Seasonal evaluations of
E. coli isolates from surface water implicated cattle as the predominant source in winter (40.9%) and spring (52.8%). Cattle were fenced in the pasture and had no direct access to the creek at our study site. However, the isolates identified as cattle from the segment of Six Runs Creek evaluated in the present study may indicate cattle isolates from other areas in the watershed were able to persist and be transported in stream currents.
E. coli isolates identified as lagoon liquid were predominant in summer (64.7%) and fall (74.1%) and may be a reflection of increased spray events during these seasons.
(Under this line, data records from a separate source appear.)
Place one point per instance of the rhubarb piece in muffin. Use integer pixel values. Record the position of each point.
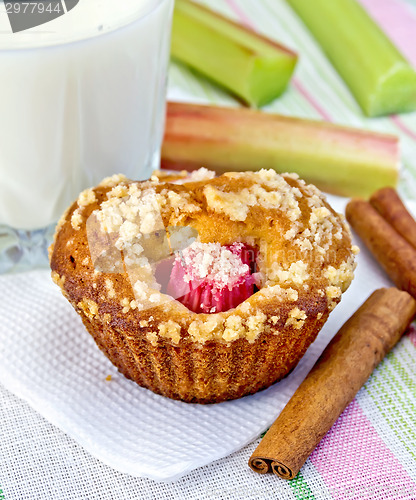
(203, 288)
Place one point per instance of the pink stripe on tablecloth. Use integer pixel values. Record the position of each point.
(398, 22)
(244, 19)
(353, 459)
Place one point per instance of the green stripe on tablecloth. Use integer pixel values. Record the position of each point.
(301, 489)
(392, 382)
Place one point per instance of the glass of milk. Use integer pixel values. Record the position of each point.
(82, 97)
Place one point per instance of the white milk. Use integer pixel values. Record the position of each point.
(81, 98)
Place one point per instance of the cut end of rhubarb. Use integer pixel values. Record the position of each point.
(395, 94)
(211, 278)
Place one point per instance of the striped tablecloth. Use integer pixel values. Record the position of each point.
(370, 453)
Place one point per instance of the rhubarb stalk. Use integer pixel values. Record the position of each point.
(339, 160)
(254, 68)
(377, 74)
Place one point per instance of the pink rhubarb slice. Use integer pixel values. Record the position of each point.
(211, 278)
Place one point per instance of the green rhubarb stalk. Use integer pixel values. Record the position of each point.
(254, 68)
(339, 160)
(377, 74)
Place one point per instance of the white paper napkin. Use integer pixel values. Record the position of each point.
(48, 359)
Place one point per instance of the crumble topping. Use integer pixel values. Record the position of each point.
(86, 197)
(279, 195)
(76, 219)
(296, 318)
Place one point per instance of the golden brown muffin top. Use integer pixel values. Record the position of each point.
(108, 243)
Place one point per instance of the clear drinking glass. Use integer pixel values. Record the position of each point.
(82, 97)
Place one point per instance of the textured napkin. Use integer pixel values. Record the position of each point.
(48, 359)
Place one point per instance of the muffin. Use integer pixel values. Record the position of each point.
(203, 288)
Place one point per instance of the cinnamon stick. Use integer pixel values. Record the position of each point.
(389, 205)
(346, 363)
(395, 255)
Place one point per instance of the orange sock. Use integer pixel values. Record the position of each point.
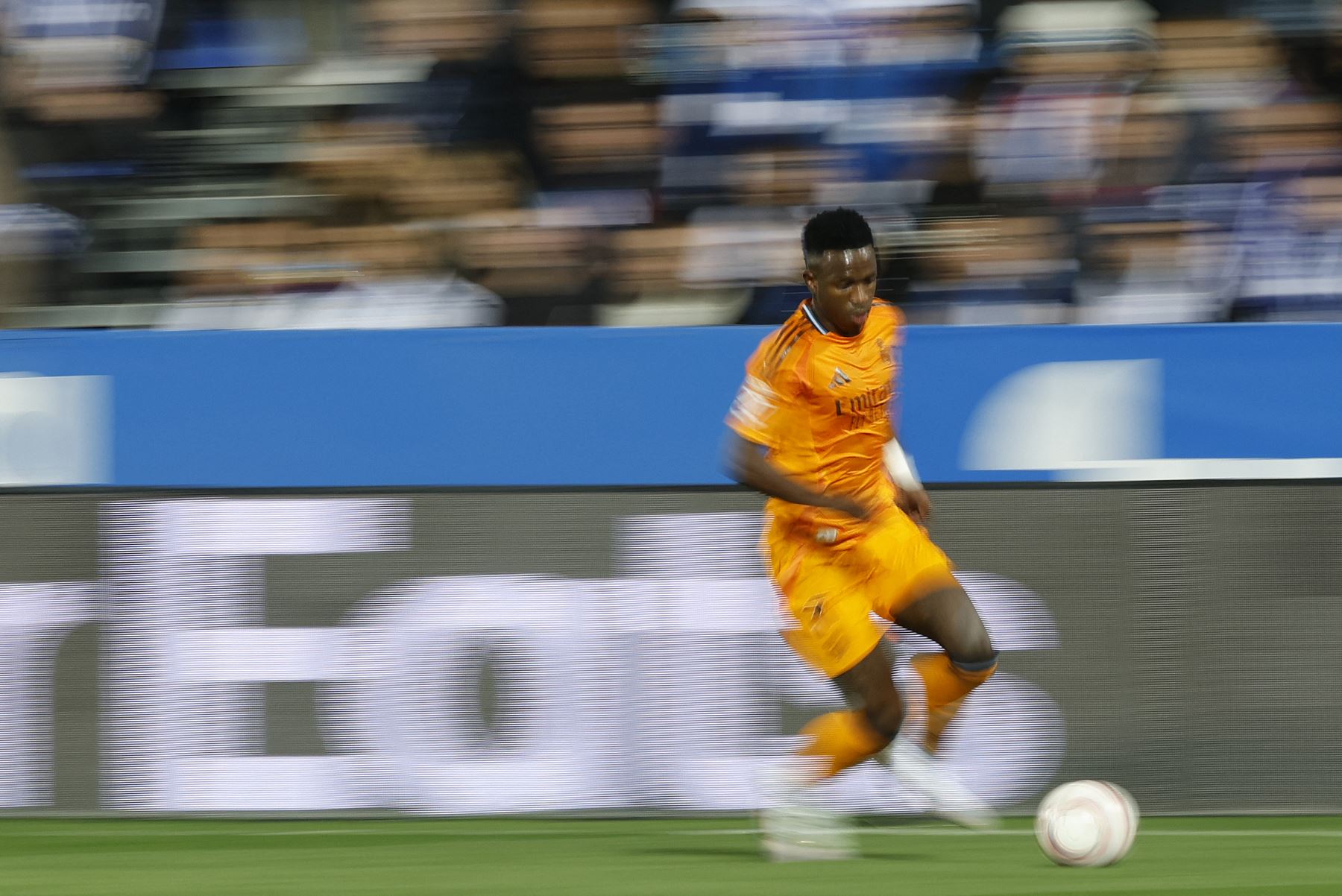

Warmer months tend to increase wildlife activity and there may have been transport of
E. coli from the lagoon to the stream by wildlife (birds, turtles). One must also consider the possibility of aerosol transport of
E. coli in lagoon liquid during spray events. Results from other studies are similar to our findings except for the possible influence of human sources. Olivas and Faulkner [
37] reported 56% of
E. coli isolates were of human origin during fall. However, source identification of
E. coli as livestock and human sources were similar in winter (39% and 35%), spring (40% and 35%) and summer (43% and 37%) [
37]. Graves
et al. [
21] reported cattle as the predominant source of
E. coli isolates during warm months (60%) and cool months (53%). Booth
et al. [
30] reported livestock as the predominant source of
E. coli isolates in summer (48.9%) and winter (44.4%).
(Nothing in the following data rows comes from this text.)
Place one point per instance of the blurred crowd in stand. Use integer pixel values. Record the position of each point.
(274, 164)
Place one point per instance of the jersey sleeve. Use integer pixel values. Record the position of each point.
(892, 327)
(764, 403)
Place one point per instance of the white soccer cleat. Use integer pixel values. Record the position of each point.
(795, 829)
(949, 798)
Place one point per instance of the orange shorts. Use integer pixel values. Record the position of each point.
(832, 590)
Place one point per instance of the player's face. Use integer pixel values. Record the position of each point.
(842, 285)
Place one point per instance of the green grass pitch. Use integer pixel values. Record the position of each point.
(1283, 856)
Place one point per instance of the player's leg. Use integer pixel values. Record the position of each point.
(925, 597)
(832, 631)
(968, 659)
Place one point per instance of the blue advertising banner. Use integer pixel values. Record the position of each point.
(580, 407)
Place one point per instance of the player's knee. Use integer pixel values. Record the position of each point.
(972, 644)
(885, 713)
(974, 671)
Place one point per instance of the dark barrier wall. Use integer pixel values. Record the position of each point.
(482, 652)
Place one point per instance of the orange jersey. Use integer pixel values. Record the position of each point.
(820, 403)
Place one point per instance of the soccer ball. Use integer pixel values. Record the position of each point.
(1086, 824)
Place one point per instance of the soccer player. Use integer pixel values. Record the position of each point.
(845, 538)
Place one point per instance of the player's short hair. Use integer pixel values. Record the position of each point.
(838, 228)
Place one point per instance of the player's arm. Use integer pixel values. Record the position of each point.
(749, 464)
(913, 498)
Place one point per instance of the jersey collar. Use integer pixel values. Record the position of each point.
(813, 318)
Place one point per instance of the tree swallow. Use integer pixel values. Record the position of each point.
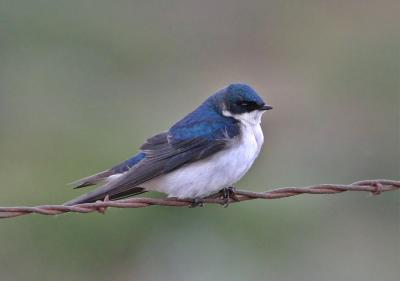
(208, 150)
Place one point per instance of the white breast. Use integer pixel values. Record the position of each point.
(223, 169)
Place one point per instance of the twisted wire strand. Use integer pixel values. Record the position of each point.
(373, 186)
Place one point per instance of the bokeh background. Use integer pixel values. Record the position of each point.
(83, 83)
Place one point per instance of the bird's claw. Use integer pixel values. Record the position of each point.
(196, 202)
(102, 210)
(228, 193)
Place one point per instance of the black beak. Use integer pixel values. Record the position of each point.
(266, 107)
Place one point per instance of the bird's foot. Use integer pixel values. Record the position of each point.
(102, 210)
(196, 202)
(378, 188)
(227, 194)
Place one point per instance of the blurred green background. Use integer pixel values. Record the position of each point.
(83, 83)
ARA results from this study were not unexpected given the land use parameters of the watershed thus fortifying the usefulness of ARA as tool for identifying sources of fecal pollution in a watershed with few major contributors of fecal pollution. The study further implies future investigations should address alternate modes of bacterial transport when best management practices for waste management are in place and followed.